Indexing CSV records

Lingo4G can index text records red from CSV files, which is a convenient way to experiment with tabular data often available as spreadsheets.

CSV files contain simple, plain-text, comma-separated rows with tabular data. Any spreadsheet software (Microsoft Excel, LibreOffice) can export a CSV file (see limitations for caveats though).

To index one or more CSV files, perform the following steps:

  1. Copy your CSV files to an empty directory or the datasets/dataset-autoindex/data (an example present in Lingo4G's distribution), removing any example files present there.

    Lingo4G will read all files matching the pattern *.csv* present under that folder. Files may be compressed (.csv.gz or .csv.zst extensions).

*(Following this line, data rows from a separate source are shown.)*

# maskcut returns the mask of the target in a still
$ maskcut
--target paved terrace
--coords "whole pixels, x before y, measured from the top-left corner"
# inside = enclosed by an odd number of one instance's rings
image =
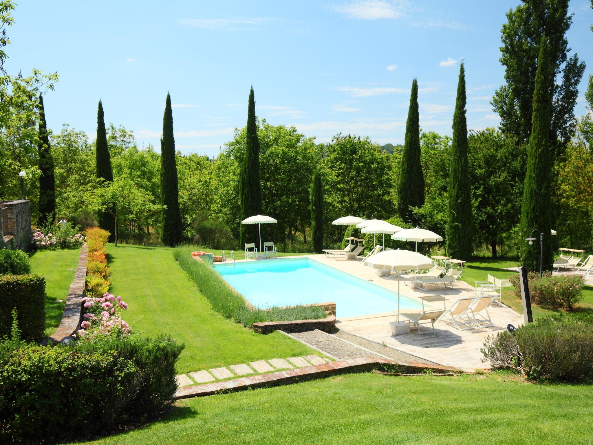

    CSV files can (unfortunately!) come in different formats. Lingo4G reads plain text, UTF-8 encoded files with records separated by commas. The first record must contain column names. Here is an example CSV file with three columns and two records ("documents").

    id,title,abstract
    1,"Title of the first document","Abstract of the first document"
    2,"Title of the second document","Abstract of the second document"
  2. Edit the example's project descriptor (csv.project.json), adding column names and types present in your CSV files to the fields section. Not all columns present in CSV files need to be imported. For our example CSV file above, this could read:

    "fields": {
      "id":       { "id": true, "analyzer": "literal" },
      "title":    { "analyzer": "english" },
      "abstract": { "analyzer": "english" }
    },

    Then review and modify those sections of the project descriptor that reference fields, according to what your CSV fields contains and to your needs. Specifically, the features field configuring feature extraction strategies, the default query parser fields and the default analysis fields for API V1 (for the Explorer).

  3. In the command console, run the following command:

    l4g index -p datasets/dataset-csv -Dinput.dir=[absolute folder path]

    replacing [absolute folder path] with the path to the folder containing your documents.

    If Lingo4G cannot parse a file, it will print a warning to the console.

  4. Run the following command to start Lingo4G server:

    l4g server -p datasets/dataset-csv
  5. Point your browser at localhost:​8080 and choose a demo application to explore your data.

Limitations

CSV formats

CSV files can come in different formats and flavors. Make sure they use UTF-8 encoding and are comma-separated.